An outspoken Japanese politician apologized yesterday for saying US troops should patronize adult entertainment businesses as a way to reduce sex crimes, but defended another inflammatory remark about Japan’s use of sex slaves before and during World War II.
Osaka Mayor Toru Hashimoto, who is also the co-head of an emerging nationalistic party, said his remarks two weeks ago rose from a “sense of crisis” about cases of sexual assaults by US military personnel on Japanese civilians in Okinawa, where a large number of US troops are based under a bilateral security treaty.
“I understand that my remark could be construed as an insult to the US forces and to the American people” and was inappropriate, he said at a news conference at the Foreign Correspondents’ Club of Tokyo. “I retract this remark and express an apology.”

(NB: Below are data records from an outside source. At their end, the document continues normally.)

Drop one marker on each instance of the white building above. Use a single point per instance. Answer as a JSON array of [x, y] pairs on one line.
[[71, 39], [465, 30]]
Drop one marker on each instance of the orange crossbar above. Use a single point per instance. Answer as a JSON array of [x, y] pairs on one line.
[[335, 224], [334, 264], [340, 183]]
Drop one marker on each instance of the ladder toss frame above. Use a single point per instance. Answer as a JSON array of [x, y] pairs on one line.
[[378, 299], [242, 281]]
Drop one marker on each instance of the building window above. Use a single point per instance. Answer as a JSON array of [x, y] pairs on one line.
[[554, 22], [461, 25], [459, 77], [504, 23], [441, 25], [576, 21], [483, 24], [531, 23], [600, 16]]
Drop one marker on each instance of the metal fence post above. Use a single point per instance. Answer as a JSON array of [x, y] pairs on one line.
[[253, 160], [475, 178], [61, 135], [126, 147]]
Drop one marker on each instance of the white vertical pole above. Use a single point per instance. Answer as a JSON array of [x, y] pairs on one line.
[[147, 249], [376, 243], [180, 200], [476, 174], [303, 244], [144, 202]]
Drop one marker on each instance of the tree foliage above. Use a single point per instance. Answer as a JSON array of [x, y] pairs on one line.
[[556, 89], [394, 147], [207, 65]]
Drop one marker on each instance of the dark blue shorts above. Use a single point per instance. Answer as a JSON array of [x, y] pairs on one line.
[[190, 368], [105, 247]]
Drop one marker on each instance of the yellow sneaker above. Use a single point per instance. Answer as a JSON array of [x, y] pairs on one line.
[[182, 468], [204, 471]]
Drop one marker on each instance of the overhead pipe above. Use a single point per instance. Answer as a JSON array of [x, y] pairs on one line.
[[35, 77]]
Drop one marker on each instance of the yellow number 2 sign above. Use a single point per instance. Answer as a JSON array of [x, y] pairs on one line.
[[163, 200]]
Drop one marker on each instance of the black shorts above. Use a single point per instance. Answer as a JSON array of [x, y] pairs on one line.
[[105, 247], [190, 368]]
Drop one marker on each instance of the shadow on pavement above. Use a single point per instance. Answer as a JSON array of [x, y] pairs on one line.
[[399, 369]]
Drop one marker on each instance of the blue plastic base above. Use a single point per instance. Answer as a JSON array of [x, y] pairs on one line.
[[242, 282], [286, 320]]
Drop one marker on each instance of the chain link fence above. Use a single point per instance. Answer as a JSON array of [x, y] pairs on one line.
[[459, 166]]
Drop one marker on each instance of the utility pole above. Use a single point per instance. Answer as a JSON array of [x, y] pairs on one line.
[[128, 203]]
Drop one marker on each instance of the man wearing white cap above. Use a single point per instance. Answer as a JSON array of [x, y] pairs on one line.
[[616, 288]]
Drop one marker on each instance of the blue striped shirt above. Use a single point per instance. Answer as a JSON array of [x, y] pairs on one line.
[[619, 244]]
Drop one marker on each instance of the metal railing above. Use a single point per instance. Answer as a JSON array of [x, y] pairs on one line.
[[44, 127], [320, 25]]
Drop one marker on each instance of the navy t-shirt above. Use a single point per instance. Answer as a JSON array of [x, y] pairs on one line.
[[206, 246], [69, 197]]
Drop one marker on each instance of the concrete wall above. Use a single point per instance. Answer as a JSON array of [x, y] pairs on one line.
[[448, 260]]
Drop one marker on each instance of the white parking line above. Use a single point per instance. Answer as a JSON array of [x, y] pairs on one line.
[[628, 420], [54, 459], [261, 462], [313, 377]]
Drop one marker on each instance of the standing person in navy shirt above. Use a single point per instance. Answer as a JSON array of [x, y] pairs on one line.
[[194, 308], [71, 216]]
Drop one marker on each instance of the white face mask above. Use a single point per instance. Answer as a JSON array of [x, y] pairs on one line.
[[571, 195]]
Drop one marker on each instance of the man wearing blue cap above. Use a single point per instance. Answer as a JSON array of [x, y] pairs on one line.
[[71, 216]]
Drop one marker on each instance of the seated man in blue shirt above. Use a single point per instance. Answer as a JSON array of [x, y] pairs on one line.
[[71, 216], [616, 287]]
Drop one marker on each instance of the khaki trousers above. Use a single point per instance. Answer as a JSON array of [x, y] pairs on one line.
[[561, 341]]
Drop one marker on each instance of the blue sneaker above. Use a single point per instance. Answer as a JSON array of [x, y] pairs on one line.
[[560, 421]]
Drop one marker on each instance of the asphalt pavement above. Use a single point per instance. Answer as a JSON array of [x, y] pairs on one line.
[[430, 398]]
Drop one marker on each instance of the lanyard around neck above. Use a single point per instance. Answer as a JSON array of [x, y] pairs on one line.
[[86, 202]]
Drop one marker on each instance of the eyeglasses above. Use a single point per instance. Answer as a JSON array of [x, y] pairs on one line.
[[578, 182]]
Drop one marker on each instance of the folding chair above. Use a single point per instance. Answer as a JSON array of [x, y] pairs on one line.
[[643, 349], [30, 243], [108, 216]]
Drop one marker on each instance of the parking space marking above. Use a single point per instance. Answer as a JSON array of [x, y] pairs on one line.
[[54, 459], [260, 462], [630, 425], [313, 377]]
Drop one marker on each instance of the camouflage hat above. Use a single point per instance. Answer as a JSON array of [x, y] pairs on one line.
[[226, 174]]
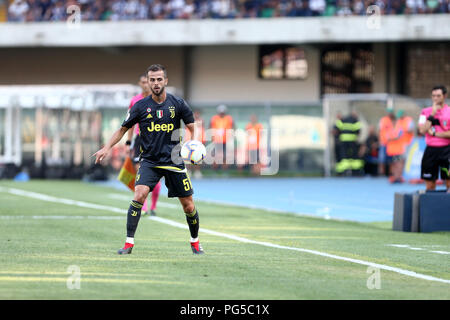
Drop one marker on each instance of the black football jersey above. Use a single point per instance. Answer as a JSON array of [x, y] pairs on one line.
[[159, 128]]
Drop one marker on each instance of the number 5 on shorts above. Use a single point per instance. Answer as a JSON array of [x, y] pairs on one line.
[[187, 184]]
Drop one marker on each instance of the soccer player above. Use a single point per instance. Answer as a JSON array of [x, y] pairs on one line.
[[434, 123], [159, 116], [134, 145]]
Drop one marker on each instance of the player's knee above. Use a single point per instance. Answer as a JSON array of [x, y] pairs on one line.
[[140, 195], [189, 207]]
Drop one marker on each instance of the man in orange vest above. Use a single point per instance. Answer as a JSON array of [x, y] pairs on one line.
[[220, 123], [385, 128], [401, 137], [253, 129]]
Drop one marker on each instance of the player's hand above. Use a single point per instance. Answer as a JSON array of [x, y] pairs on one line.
[[100, 154], [434, 109], [128, 151]]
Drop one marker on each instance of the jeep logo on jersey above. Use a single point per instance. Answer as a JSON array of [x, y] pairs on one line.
[[172, 111], [160, 127]]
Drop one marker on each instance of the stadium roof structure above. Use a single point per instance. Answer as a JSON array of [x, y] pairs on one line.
[[426, 27], [74, 97]]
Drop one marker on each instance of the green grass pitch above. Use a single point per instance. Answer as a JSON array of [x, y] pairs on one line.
[[41, 239]]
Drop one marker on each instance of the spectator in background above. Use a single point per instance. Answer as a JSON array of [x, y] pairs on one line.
[[253, 129], [369, 152], [336, 133], [349, 128], [17, 11], [343, 8], [58, 12], [220, 123], [385, 128], [359, 8], [401, 137], [317, 7], [415, 6], [188, 10]]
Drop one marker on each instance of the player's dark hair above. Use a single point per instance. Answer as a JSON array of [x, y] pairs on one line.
[[440, 87], [157, 67]]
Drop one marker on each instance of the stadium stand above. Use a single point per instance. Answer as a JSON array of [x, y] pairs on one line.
[[115, 10]]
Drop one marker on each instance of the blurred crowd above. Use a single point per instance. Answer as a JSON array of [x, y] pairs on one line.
[[114, 10]]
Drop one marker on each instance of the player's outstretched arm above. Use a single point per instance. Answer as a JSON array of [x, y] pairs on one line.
[[116, 137], [442, 134], [191, 128]]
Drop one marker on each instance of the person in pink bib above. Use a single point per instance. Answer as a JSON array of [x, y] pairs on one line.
[[134, 145], [434, 123]]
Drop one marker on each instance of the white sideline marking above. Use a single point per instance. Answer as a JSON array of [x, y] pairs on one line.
[[407, 246], [62, 217], [224, 235]]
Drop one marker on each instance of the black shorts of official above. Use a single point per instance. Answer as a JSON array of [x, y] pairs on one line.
[[178, 183], [136, 149], [433, 160]]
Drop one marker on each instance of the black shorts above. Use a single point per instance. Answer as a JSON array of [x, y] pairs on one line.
[[435, 158], [178, 183], [136, 149]]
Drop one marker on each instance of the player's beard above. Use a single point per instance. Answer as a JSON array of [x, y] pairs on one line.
[[159, 93]]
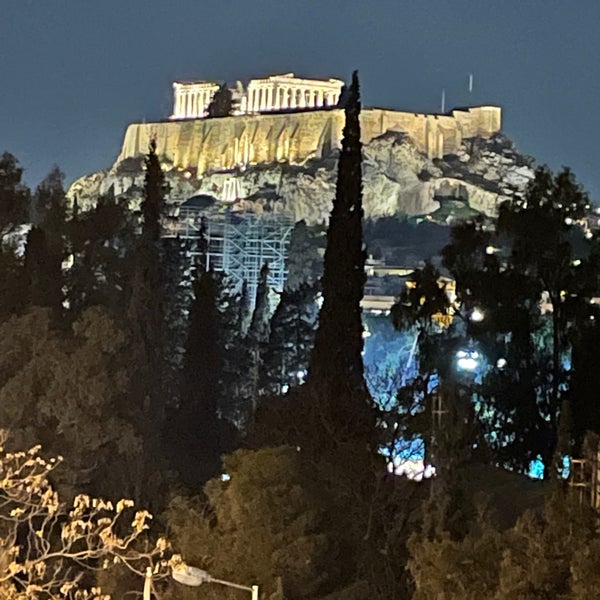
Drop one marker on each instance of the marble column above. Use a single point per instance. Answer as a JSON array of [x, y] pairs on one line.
[[302, 102], [270, 98]]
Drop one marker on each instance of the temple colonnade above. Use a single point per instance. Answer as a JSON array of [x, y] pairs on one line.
[[192, 99], [285, 92], [275, 93]]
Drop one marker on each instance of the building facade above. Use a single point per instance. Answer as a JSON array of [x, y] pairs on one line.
[[274, 93]]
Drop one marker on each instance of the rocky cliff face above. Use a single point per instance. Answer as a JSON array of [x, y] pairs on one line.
[[398, 179]]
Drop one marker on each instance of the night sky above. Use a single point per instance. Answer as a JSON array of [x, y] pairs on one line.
[[74, 73]]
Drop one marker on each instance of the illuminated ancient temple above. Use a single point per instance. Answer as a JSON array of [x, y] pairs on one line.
[[274, 93]]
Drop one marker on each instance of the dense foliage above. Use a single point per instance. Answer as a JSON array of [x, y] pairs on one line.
[[260, 437]]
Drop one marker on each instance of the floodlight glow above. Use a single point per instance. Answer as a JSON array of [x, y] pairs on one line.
[[477, 315], [466, 364]]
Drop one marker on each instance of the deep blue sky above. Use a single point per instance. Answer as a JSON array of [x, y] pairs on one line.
[[74, 73]]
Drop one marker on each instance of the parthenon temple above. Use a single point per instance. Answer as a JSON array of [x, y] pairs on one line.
[[275, 93]]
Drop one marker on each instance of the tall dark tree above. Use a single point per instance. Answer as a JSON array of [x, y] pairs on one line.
[[14, 195], [196, 430], [221, 103], [100, 242], [336, 362], [258, 332], [146, 319], [46, 244], [532, 280], [291, 340]]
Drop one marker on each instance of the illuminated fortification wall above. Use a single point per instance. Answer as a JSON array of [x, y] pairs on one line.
[[225, 143]]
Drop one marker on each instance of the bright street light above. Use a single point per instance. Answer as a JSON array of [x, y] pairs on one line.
[[193, 576]]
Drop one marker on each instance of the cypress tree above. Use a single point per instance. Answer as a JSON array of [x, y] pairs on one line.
[[146, 318], [336, 360], [336, 375]]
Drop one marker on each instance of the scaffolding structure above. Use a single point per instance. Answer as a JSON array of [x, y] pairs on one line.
[[239, 244]]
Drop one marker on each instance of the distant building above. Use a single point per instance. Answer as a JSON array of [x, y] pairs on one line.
[[274, 93]]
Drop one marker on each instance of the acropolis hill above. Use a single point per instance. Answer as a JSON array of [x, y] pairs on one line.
[[274, 152], [299, 130]]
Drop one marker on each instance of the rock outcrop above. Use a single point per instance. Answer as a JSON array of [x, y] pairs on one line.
[[398, 179]]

Hashimoto had created an uproar with comments to journalists two weeks ago about Japan’s modern and wartime sexual services. They added to recent anger in neighboring countries that suffered from Japan’s wartime aggression and have complained about the lack of atonement for atrocities committed during that time.
Hashimoto said on May 13 that on a recent visit to Okinawa, he suggested to the US commander there that the troops there “make better use” of the legal sex industry, saying: “If you don’t make use of those places, you cannot control the sexual energy of those tough guys.”
He also said that Japan’s wartime practice of forcing women from across Asia, but mostly from South Korea and China, to work in front-line brothels was necessary to maintain discipline and provide relaxation for soldiers.